Wynton Marsalis has fashioned one of the more intriguing careers in jazz history. The brightest product of one of the greatest of New Orleans’ fabled musical families, Marsalis became the most visible figure of a new generation of jazz musicians who emerged in the ’80s under the sobriquet “The Young Lions.”
It seems like a millennium ago that Marsalis released his eponymous debut album, back in the day before CDs existed. The record received near-universal acclaim. Listeners were awed by the neo-classical poise of the quintet, fronted by Wynton on trumpet and brother Branford on saxophones. Wynton was already a formalist, a keen historian who’d established his bona fides as a classical musician before launching his career as a jazz leader. The record has since been eclipsed by Wynton’s many accomplishments, but as a touchstone, a turning point in jazz history, its impact cannot be minimized. Though his playing was strong and beautiful, it was Wynton’s intent that made the record important. After jazz endured a period of growing pains in the ’70s trying to stay relevant in a popular-music market dominated by electric guitar-driven hard rock, Marsalis outlined a strategy for young jazz musicians to return to a style informed by New Orleans traditional jazz, swing, gospel and blues forms as well as bop. Acoustic jazz played in the shadow of the greats by young musicians for their peers with the style and cachet of contemporary fashion.
Marsalis epitomized the oversimplified-but-enduring image of jazz legacy being handed across the generations by a series of great trumpeters—King Oliver, Louis Armstrong, Roy Eldridge, Dizzy Gillespie, Miles Davis … and Wynton. Ken Burns enforced this mythology in his documentary series Jazz, which reflected Wynton’s hand at every turn. Davis was the greatest popularizer of fusion-jazz and the most youth-centered jazz musician when Wynton emerged.

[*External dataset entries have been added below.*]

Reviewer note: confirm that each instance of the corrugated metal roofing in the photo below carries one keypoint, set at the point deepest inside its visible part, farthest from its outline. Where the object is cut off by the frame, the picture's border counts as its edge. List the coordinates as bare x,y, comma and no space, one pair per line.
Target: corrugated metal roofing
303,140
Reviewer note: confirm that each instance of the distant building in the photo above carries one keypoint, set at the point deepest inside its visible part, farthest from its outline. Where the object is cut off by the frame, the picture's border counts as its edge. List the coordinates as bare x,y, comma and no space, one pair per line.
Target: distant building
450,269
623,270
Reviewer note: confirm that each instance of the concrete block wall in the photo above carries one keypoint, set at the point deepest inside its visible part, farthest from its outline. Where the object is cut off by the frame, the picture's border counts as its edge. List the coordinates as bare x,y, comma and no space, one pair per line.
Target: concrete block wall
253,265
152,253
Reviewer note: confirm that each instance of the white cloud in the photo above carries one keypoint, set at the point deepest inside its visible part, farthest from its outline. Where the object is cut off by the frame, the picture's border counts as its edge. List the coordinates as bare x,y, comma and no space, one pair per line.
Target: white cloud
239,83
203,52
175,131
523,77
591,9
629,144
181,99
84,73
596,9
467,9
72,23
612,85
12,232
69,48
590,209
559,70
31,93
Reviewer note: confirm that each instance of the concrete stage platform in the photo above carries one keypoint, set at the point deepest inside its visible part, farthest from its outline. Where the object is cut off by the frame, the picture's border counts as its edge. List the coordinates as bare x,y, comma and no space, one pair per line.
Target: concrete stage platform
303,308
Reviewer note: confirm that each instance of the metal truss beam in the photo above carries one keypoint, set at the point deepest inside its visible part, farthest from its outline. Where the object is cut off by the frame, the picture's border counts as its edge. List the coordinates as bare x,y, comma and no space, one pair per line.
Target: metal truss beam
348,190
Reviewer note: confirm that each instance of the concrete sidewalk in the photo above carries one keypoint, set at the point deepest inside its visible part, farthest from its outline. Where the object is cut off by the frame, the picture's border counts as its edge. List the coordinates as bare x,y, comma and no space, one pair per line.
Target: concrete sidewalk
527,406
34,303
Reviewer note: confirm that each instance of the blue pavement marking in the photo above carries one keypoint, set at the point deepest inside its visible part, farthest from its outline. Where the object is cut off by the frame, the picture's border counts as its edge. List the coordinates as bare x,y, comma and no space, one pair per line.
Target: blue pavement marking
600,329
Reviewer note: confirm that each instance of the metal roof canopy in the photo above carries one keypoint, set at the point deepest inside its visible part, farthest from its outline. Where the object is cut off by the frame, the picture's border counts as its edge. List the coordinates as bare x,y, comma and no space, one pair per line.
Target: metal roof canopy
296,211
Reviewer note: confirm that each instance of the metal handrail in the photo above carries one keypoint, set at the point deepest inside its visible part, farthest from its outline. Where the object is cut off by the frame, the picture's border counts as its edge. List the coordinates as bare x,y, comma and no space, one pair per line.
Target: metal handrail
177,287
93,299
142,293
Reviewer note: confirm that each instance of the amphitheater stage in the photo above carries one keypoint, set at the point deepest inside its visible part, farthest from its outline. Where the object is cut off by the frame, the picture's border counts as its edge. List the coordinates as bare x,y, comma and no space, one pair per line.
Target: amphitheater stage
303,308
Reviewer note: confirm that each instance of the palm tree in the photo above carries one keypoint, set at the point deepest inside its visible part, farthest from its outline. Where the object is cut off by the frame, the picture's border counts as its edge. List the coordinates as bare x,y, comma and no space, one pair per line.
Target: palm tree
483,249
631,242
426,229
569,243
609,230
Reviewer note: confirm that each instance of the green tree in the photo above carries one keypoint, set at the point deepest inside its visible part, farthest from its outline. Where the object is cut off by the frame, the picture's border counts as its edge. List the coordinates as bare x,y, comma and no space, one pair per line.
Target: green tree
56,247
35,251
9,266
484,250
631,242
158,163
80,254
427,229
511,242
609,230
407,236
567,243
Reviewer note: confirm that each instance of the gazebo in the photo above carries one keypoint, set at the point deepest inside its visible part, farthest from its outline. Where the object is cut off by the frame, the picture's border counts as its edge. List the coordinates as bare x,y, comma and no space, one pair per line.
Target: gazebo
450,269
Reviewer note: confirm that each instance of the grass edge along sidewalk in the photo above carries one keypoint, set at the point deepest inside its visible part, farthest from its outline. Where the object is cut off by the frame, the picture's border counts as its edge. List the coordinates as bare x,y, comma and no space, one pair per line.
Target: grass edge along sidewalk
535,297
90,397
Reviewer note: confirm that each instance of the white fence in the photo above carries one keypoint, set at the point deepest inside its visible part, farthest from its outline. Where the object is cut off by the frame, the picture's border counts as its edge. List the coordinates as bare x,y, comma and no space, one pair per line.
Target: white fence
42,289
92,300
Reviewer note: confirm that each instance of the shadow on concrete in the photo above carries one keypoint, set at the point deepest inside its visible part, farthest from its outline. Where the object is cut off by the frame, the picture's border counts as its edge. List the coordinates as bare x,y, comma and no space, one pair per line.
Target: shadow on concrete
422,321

Early in his career, Wynton seemed obsessed with cutting Davis in open competition. He achieved that moment in dramatic fashion during the 1989 New Orleans Jazz and Heritage Festival, when he overwhelmed a late-period Davis electric group on a double bill, debuting one of his early masterpieces, Majesty of the Blues.
Marsalis will eventually be treasured not for his abilities as a soloist but for his ideas, his leadership and his enduring compositions. He is a master conceptualist who has turned out a mind-boggling series of great works—operas, ballets, suites, soundtracks—a cornucopia that is feeling Ellingtonesque at this point.
Marsalis often projects his ideas into stage presentations as director of Jazz at Lincoln Center and the jazz orchestra that tours under that name. The Spiritual Side of Wynton Marsalis is an album released to accompany “Abyssinian: A Gospel Celebration Tour” by the orchestra and the 70-voice Chorale le Chateau. The album is the perfect illustration of Marsalis as an architect of ideas—these tracks, taken from numerous sources over the course of his recording career, share such common ground as to make them all of a piece. Not so much a greatest hits album, Spiritual Side is Marsalis curating his own history. Cassandra Wilson’s vocal on “Oh What a Friend We Have in Jesus,” from Blood on the Fields, was a career-defining moment for her. Five selections come from one of Wynton’s greatest albums, the gospel tribute In this House, On this Morning. Perhaps the best moment on the album is another, previously unreleased, track from those sessions, a glorious six minute-plus rendition of “Precious Lord, Take My Hand” by Marion Williams, who would die the following year. It’s a measure of Marsalis’ greatness that a 20-year-old performance of such magnitude remained in the can until now.